The 2009 Nobel Prize in Economics co-winner Oliver Williamson has this to say about Ronald Coase
Ronald Coase is a seminal thinker and has a timeless message. On my reading, the essence of Coase is this: 1) push the logic of zero transaction costs to the limit; 2) study the world of positive transaction costs; 3) because hypothetical forms of economic organization are operationally irrelevant, and because all feasible forms of organization are flawed, assess alternative feasible forms of organization in a comparative institutional way; 4) because the action resides in the details, study the microanalytics of contract, contracting, and organization. That is a subtle and powerful combination of ideas and turns out to be difficult to implement. Although much of it goes against the main tradition, it has nevertheless made progressive headway in relation to, and parts have been incorporated within, orthodoxy.
For me the central message of Coase resides in the second of Williamson's points: study the world of positive transaction costs. It is only when we consider positive transaction costs that we can make sense of economic organisations. The firm is a product of having to deal with positive transaction costs. In a zero transaction cost world there would be no firms. As Foss, Lando and Thomsen (2000: 632) summarise it:
"The pure analysis of the market institution leaves almost no room for the firm (Debreu 1959). Under the assumption of a perfect set of contingent markets, as well as certain other restrictive assumptions, the model describes how markets may produce efficient outcomes. The question how organizations should be structured does not arise, because market-contracting perfectly solves all incentive and coordination issues. By assumption, firm behaviour (profit maximization) is invariant to institutional form (e.g. ownership structure). The whole economy can operate efficiently as one great system of markets, in which autonomous agents enter into very elaborate contracts with each other. However, by treating the firm itself as a black box, where internal structure, contracts, etc. disappear from the picture, there are many other issues that the theory cannot address. For example, the theory does not tell us why firms exist".
Coase changed the very way we see economic organisations. The theory of the firm for Ronald Coase, Oliver Williamson or Oliver Hart is a very different thing from that of Arthur Pigou, Lionel Robbins, Jacob Viner, Joan Robinson or Edward Chamberlin. The questions asked of the theory have changed from being about how the firm acts in the market, how it prices its outputs or how it combines its inputs, to questions about the firm's existence, boundaries and internal organisation. That is, there has been a movement away from the theory of the firm being seen as developing a component of price theory, namely issues to do with firm behaviour, to the theory being concerned with the firm as a subject in its own right.
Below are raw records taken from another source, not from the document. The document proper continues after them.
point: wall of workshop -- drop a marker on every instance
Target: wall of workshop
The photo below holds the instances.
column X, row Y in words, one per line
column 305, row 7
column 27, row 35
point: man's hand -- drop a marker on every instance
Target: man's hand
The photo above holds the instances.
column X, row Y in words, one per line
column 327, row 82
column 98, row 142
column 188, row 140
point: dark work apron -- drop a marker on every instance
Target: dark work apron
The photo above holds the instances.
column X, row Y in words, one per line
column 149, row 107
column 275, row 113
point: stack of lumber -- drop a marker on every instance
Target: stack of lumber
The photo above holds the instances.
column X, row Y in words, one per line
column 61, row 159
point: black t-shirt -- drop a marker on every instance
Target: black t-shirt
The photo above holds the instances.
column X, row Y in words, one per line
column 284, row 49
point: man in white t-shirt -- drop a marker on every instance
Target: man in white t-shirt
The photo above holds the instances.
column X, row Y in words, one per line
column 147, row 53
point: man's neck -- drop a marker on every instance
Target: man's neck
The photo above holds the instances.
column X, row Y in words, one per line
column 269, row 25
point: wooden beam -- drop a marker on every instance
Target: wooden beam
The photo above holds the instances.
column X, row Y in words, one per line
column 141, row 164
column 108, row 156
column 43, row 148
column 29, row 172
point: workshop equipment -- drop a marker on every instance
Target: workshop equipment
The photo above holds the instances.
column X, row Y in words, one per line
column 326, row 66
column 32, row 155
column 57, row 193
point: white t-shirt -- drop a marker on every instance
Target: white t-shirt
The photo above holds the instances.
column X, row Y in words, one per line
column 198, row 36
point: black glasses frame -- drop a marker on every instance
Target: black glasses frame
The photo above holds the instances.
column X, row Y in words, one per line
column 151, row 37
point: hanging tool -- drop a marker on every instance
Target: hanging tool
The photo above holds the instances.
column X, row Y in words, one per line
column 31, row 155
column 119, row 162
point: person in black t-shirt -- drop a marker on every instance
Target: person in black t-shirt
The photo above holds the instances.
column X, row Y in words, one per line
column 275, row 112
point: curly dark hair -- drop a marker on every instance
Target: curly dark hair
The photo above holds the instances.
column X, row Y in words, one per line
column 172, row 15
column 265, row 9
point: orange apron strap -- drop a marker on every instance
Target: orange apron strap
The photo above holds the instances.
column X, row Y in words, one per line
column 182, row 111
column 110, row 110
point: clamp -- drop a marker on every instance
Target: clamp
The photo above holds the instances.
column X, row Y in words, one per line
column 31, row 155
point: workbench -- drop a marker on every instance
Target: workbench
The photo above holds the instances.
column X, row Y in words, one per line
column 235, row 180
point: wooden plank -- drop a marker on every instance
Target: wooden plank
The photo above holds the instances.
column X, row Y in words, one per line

This change in questions is Coase's great contribution to the theory of the firm. He changed the path analysis of the firm went down. Coase's 1937 paper "The Nature of the Firm" was, as Hal Varian puts it, a "Big Idea". In Coase's work we see most of the main issues of the modern theory of the firm being raised together for the first time. He sets out to "discover why a firm emerges at all in a specialized exchange" - a question about the existence of the firm; he also sets out to "study the forces which determine the size of the firm" - an issue to do with the boundaries of the firm; and he inquires into the reasons for "diminishing returns to management" - issues to do with the internal organisation of the firm. It was the efforts to answer these questions that initiated the charge from seeing the theory of the firm as just part of price theory to seeing it as an important topic in its own right. Coase also provides one of the main building block for answers to these issues, the "costs of using the price mechanism" or transaction costs.

The importance of Coase (1937) stems from the fact that it was the major catalyst, albeit with a long delay, for the modern theory of the firm and the theory of economic organisations more generally. Coase notes "[t]he article was not an instant success." (Coase 1988: 23). In fact it took nearly 40 years for it to become an overnight success.

Coase, who turns 100 on the 29th of December, has a new book coming out from Palgrave Macmillan and the Institute of Economic Affairs, How China Became Capitalist, early next year. It’s coauthored with Ning Wang, an assistant professor at Arizona State. Not bad for an old guy!